Cryptography consulting is a higher labor rate, and higher end pen-testing w TS SCI+full poly, and application security gurus are above, or equal to IR.
There are currently poaching wars going on around talented IR folks. A fortune 500 recently hired away an IR colleague with whom I collaborated around tap & agg with a FAANG type offer, RSUs, the whole shebang
By volume. Cryptography consulting is a very lucrative niche but there is an order of magnitude less of it happening based on my wild guesses. I have run a high end boutique for 9 years and been doing infosec consulting for 15 years tho, so my guess is somewhat informed, I hope.
Even high end appsec, seceng, and legit reversing pays below crypto and IR. We just can’t charge as much for it for all but the most niche and demanding environments, which is not the bulk of what’s out there.
I am thinking averages here. I know there is high paying work in each domain, but the skills used are also highly developed, etc. If you wanted to build a high end consultancy with a lot of work IR is a great choice.
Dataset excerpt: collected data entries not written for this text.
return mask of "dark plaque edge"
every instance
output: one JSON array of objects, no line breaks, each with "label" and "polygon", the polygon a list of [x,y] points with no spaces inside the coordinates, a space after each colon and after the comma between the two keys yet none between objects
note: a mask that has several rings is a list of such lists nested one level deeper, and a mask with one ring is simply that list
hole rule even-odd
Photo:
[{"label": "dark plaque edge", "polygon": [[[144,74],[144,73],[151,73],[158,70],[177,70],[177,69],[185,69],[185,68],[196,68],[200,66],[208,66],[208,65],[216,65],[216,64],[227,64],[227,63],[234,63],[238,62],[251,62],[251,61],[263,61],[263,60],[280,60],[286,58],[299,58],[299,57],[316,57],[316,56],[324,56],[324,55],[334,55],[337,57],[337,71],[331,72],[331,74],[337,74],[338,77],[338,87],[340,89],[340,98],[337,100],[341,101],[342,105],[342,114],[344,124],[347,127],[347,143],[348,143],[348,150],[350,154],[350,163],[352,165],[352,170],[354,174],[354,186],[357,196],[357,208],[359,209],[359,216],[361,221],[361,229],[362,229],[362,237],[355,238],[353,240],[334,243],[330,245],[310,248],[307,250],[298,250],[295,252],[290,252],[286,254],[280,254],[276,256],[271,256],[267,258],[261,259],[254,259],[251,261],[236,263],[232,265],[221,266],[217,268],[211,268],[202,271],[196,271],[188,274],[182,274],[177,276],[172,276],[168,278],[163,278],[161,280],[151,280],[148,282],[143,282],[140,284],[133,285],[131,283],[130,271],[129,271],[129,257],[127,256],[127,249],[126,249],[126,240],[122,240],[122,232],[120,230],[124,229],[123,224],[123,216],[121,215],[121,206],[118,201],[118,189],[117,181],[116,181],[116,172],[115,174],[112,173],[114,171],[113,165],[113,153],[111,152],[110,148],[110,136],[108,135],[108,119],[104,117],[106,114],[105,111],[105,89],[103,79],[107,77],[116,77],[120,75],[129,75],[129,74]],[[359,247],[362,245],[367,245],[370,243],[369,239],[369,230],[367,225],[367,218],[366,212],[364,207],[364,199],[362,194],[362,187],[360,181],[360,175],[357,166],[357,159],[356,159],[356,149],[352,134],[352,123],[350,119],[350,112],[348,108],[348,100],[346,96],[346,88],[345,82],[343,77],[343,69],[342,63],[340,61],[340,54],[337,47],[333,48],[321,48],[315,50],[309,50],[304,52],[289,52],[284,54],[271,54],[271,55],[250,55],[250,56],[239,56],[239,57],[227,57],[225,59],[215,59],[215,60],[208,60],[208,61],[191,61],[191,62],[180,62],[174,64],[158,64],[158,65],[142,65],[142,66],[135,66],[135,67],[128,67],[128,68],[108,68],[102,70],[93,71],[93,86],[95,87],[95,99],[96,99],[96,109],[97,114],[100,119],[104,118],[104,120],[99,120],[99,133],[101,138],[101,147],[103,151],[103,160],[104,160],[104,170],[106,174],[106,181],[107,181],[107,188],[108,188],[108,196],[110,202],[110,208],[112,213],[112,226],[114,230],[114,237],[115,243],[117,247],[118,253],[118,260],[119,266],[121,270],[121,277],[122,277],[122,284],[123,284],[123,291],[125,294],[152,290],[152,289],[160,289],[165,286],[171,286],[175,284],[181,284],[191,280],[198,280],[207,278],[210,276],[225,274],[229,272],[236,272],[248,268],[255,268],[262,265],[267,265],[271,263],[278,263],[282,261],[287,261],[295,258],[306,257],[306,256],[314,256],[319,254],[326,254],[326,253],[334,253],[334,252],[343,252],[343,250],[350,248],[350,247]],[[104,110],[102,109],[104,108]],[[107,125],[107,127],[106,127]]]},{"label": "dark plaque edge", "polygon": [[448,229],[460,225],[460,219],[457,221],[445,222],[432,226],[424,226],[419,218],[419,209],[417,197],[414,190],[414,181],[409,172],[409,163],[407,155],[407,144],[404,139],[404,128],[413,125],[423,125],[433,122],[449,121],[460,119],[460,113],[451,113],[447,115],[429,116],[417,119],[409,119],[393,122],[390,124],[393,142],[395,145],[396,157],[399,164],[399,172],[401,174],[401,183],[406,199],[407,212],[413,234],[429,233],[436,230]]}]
I know ToB has done awesome in crypto (blockchain/contracts) space, etc. but I think IR work is a little easier to get into and build a business on without having really advanced and niche skills.
This is like saying that Walmart cashiers have a higher bill rate than M&A attorneys, because there are so many more of them --- they're higher "by volume".
Difficult or "gated" specialties (like automotive) command higher bill rates --- so hardware, automotive, cryptography, maybe some kernel work (I don't know anyone that has a formal specialty practice in "kernel", it bleeds into other stuff).
IR is a huge practice area, lots and lots of people do it, and the line-level consulting work here is stuff that isn't at all difficult or specialized (log file analysis, imaging). There's specialty work in IR too, of course (there are firms that specialize in memory forensics, for instance), and that bills higher.
Mandiant is like the PwC of IR firms; Mandiant can get contracts that bill basic log file analysis out at $3k/day, because they're Mandiant. That doesn't mean the person doing that work is seeing proportionally more income themselves, or that a team of people striking out on their own from Mandiant are going to be able to bill comparably.
On the other hand, a team of cryptographers or hardware reversers at a big firm probably could expect to see comparable bill rates after starting up their own firm.
They do the IR retainer work for companies that are serious about security with real threats.
In other words, it is the company that detected a breach of its own systems via dogfooding, that turned out to be the only detection that occurred of a breach of the entire US govt more or less - Solarwinds.
Mandiant got the jump on every US govt agency in detecting arguably the largest espionage event of the digital age.
(security) incident response. most companies have in-house security teams to do a portion or a lot of the IR process. If a serious breach occurs, a security team usually will call in a specialized team of consultants from an IR firm like Mandiant.